Не спи, казак, во тьме ночной:
Чеченец ходит за рекой!..
А. Пушкин
Ждали неделю - нет вестей; прождали еще два дня, и Касьян поехал в Лубны; выбрал доброго коня и легкое вооружение, то есть саблю да пару пистолетов, в гаман [20] насыпал мелкоизрезанных корешков роменского тютюну, [21]
20
– кисет
21
– табака
Теперь вы спокойно едете запорожскими степями по гладким широким дорогам, которые, в сухую погоду, лучше и покойнее всех шоссе в мире; вас беспокоят разве суслики, шныряющие беспрестанно поперек дороги, или великаны овода, которые, наскучив сновать на жару над лошадьми, залетают под тень коляски и, монотонно жужжа, садятся вам на нос.

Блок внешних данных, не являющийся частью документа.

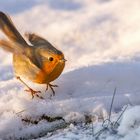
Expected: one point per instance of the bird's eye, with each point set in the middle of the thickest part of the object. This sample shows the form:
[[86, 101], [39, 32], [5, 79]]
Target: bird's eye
[[50, 58]]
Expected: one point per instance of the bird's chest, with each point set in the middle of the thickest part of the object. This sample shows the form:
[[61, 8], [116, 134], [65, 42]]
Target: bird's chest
[[49, 73]]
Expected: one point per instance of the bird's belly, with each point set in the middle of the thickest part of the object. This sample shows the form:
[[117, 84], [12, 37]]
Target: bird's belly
[[48, 77], [24, 68]]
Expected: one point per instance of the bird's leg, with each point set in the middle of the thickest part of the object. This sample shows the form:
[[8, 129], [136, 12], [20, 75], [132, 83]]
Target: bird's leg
[[33, 92], [51, 87]]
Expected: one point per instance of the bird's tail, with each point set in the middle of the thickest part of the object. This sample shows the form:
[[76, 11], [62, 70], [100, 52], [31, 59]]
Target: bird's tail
[[16, 42]]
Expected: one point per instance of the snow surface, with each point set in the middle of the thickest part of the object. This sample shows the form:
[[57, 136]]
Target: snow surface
[[100, 40]]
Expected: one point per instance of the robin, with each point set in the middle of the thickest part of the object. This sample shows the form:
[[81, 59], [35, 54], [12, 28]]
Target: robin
[[39, 62]]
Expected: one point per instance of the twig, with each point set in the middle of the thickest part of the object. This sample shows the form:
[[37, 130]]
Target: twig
[[112, 104], [120, 115]]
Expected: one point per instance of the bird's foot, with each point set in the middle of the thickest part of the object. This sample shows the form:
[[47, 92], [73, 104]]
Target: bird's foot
[[34, 93], [52, 88]]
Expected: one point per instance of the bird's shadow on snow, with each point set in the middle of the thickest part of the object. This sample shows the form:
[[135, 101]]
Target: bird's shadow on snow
[[99, 81]]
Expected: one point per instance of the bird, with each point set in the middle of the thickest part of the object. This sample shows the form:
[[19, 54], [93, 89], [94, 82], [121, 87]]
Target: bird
[[38, 61]]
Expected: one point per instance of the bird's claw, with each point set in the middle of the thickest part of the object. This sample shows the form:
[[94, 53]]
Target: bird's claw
[[51, 87], [34, 93]]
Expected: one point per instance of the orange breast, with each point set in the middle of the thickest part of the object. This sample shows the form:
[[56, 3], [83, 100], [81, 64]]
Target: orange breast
[[50, 73]]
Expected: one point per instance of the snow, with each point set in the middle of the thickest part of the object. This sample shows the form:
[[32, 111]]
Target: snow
[[100, 40]]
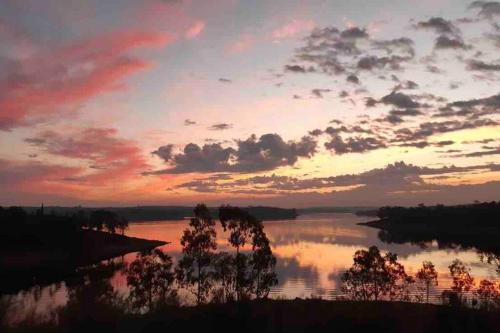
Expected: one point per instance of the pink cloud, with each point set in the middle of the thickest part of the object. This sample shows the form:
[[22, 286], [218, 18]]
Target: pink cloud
[[60, 80], [243, 44], [292, 29], [110, 157], [196, 29]]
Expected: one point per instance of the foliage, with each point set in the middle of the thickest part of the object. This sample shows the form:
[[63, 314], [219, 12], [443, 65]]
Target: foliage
[[194, 269], [463, 283], [150, 278], [427, 275], [374, 277], [488, 295], [255, 270]]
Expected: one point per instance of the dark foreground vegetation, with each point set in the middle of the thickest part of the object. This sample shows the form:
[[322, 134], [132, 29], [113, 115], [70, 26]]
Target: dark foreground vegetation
[[154, 302], [474, 226], [41, 248], [211, 290], [158, 213], [279, 316]]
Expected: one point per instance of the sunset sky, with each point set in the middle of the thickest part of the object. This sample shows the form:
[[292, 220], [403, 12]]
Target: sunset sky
[[284, 102]]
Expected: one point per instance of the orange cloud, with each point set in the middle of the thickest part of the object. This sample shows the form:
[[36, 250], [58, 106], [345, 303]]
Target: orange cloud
[[196, 29], [111, 157], [292, 29], [57, 81]]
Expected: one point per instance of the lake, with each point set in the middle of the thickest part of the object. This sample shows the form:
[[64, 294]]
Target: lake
[[312, 253]]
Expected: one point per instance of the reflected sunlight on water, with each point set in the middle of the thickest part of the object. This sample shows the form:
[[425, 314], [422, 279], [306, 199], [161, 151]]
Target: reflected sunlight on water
[[312, 251]]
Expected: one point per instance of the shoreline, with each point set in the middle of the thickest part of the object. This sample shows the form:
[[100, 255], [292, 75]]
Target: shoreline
[[297, 315], [23, 269]]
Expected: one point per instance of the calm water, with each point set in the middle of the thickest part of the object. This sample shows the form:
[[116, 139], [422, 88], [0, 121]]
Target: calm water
[[312, 251]]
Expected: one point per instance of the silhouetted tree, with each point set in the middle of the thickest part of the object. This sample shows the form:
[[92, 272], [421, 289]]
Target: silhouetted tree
[[488, 295], [373, 276], [255, 273], [150, 278], [224, 272], [428, 276], [463, 282], [110, 221], [199, 243]]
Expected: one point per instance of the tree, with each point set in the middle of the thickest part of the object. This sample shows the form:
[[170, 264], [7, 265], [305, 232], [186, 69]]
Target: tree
[[199, 243], [225, 275], [373, 276], [255, 273], [428, 276], [488, 295], [150, 278], [463, 282]]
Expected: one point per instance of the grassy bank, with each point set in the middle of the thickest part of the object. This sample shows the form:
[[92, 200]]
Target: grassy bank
[[284, 316], [30, 263]]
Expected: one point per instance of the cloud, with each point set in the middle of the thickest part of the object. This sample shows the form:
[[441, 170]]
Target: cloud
[[353, 144], [298, 69], [399, 100], [251, 155], [399, 176], [444, 42], [353, 79], [244, 43], [485, 152], [195, 30], [478, 65], [439, 25], [164, 152], [354, 33], [292, 29], [49, 84], [319, 92], [113, 157], [487, 9], [220, 127]]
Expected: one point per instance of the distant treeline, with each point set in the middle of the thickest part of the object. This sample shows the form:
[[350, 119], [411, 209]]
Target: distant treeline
[[477, 214], [347, 209], [158, 213]]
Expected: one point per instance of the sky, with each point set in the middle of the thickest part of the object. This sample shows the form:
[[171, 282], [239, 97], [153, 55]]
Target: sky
[[288, 103]]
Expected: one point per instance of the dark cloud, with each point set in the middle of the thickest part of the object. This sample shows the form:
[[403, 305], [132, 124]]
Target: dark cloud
[[487, 9], [374, 62], [396, 176], [489, 151], [403, 44], [353, 144], [220, 127], [353, 79], [399, 100], [428, 129], [406, 85], [491, 101], [445, 42], [265, 153], [297, 69], [354, 33], [434, 69], [478, 65], [164, 152], [439, 25], [319, 92]]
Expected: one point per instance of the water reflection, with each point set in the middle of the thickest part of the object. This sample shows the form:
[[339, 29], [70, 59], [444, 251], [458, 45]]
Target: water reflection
[[312, 251]]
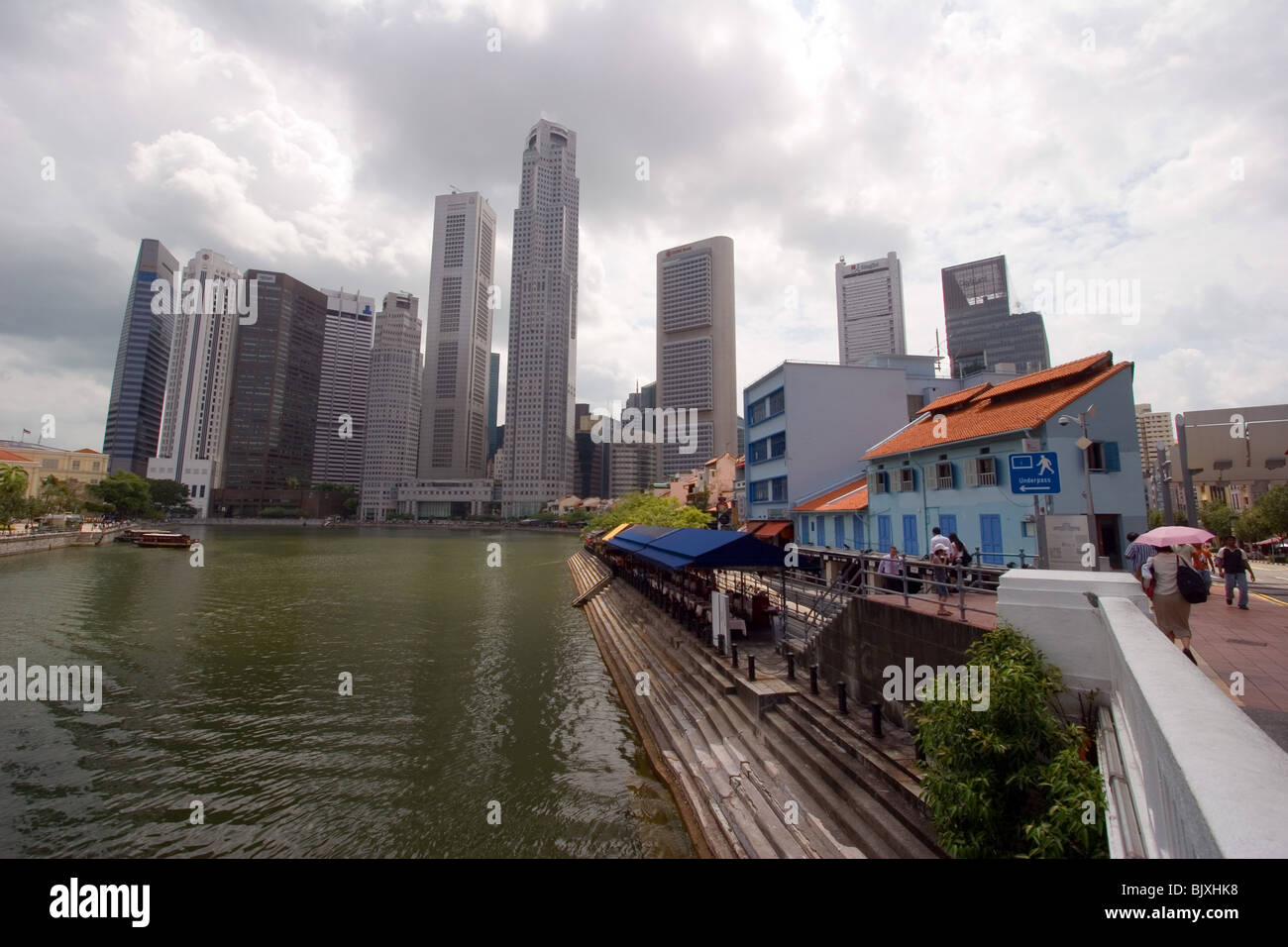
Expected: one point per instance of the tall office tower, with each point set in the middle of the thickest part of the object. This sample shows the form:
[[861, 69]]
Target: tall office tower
[[277, 371], [342, 423], [459, 339], [197, 385], [391, 447], [870, 308], [1151, 429], [696, 357], [493, 390], [541, 363], [142, 361], [983, 335]]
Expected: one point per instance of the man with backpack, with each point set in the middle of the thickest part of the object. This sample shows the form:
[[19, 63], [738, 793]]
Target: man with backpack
[[1236, 570]]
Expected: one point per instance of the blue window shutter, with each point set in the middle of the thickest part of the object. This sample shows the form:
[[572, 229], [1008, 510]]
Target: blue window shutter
[[1112, 458]]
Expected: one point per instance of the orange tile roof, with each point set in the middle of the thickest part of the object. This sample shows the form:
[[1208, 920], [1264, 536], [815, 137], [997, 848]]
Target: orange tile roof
[[845, 499], [954, 397], [1013, 406]]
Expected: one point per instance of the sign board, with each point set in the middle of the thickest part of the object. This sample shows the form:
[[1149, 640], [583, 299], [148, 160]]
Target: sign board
[[1064, 540], [1034, 474]]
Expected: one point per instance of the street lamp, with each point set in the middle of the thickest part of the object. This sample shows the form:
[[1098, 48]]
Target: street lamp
[[1085, 446]]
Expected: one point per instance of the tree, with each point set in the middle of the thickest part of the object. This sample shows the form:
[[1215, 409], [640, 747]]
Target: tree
[[1008, 780], [645, 509], [13, 493], [125, 492], [1216, 518]]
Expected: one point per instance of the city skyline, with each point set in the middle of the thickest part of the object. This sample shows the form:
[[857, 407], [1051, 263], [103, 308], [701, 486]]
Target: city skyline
[[1193, 192]]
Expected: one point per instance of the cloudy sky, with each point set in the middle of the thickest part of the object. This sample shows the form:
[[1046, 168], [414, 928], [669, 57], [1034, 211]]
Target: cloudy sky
[[1136, 142]]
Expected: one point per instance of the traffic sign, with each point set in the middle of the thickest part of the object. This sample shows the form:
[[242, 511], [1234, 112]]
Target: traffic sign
[[1035, 474]]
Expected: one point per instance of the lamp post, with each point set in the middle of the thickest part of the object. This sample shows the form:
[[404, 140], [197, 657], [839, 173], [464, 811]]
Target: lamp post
[[1085, 446]]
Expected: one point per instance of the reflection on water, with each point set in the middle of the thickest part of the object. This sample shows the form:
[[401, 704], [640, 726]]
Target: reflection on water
[[220, 684]]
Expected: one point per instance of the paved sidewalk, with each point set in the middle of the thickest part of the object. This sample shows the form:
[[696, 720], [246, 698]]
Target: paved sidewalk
[[1253, 642]]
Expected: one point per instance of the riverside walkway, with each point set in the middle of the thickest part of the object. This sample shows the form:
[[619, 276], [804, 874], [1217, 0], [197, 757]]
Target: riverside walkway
[[759, 770]]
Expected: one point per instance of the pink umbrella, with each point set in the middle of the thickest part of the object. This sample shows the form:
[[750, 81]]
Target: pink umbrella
[[1173, 535]]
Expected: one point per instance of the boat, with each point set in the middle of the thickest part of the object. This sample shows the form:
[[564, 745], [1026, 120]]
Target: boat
[[163, 540]]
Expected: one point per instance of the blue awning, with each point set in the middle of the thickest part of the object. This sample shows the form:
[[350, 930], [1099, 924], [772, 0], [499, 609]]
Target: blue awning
[[681, 548]]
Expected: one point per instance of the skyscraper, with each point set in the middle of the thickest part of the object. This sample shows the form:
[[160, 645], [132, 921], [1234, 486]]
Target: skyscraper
[[983, 335], [870, 308], [197, 385], [277, 371], [542, 356], [393, 406], [342, 421], [459, 339], [142, 364], [696, 350], [493, 390]]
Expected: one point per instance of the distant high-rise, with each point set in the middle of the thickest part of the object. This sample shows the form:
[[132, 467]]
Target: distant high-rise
[[142, 364], [542, 356], [983, 335], [277, 372], [870, 308], [342, 421], [493, 390], [197, 385], [393, 406], [696, 350], [454, 398]]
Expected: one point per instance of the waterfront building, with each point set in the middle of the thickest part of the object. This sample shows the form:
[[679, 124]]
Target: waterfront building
[[273, 408], [807, 424], [493, 389], [870, 308], [340, 428], [391, 447], [142, 364], [983, 334], [952, 468], [76, 468], [835, 517], [197, 384], [696, 350], [454, 428], [541, 360]]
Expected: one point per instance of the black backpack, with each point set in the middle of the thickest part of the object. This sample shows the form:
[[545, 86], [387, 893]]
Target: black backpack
[[1190, 583]]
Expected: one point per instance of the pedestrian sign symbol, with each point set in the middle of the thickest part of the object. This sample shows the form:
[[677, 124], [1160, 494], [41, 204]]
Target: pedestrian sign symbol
[[1035, 474]]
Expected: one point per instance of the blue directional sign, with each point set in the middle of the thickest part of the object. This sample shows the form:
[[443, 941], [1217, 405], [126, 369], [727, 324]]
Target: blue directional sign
[[1035, 474]]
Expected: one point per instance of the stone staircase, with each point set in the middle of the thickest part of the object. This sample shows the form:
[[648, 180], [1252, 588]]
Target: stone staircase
[[791, 780]]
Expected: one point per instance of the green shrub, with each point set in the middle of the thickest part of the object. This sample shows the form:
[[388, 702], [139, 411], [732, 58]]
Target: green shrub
[[1008, 781]]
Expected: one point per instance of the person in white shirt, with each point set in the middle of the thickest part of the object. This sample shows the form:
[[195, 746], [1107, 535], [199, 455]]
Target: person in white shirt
[[1171, 609]]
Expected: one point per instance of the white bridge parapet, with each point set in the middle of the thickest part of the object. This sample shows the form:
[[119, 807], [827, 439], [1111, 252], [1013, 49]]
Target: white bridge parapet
[[1205, 781]]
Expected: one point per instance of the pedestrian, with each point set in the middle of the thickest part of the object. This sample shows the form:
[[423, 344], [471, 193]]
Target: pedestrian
[[1236, 571], [1136, 554], [890, 570], [939, 571], [1171, 609], [1202, 564]]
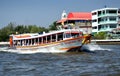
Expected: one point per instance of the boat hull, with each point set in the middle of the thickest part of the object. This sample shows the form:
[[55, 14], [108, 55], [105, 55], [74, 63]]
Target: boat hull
[[60, 46]]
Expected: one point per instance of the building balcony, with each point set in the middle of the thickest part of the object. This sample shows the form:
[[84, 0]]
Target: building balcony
[[103, 15], [105, 29]]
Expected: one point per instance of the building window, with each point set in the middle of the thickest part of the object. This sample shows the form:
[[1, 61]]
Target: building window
[[111, 11], [94, 13], [95, 20], [112, 25], [119, 11]]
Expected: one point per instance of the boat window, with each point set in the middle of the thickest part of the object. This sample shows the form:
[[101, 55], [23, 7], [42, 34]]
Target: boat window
[[75, 34]]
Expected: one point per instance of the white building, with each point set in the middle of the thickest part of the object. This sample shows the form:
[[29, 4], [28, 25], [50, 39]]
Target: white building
[[105, 19]]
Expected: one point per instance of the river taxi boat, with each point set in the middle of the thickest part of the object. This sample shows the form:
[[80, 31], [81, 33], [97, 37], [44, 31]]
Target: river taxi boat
[[54, 41]]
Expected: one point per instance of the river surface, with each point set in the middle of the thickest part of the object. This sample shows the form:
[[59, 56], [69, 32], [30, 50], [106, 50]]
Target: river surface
[[97, 60]]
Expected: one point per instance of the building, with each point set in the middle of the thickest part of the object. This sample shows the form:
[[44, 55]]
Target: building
[[105, 19], [82, 20]]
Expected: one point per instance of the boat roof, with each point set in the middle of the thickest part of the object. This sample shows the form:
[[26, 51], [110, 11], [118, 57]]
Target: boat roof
[[36, 35]]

А в прежние времена не то было: эти степи, никому не принадлежавшие, служили ареною беспрестанным боевым схваткам; тут наездничали, молодечествовали полудикие народы; в каждом овраге надобно было опасаться засады, в каждом кусте ракиты можно было подозревать скрытого врага, который, как змея ползая между травою, смотрит на вас зоркими очами и в тишине натягивает меткий лук или ведет за вами верное дуло винтовки, выжидая удобной минуты спустить курок.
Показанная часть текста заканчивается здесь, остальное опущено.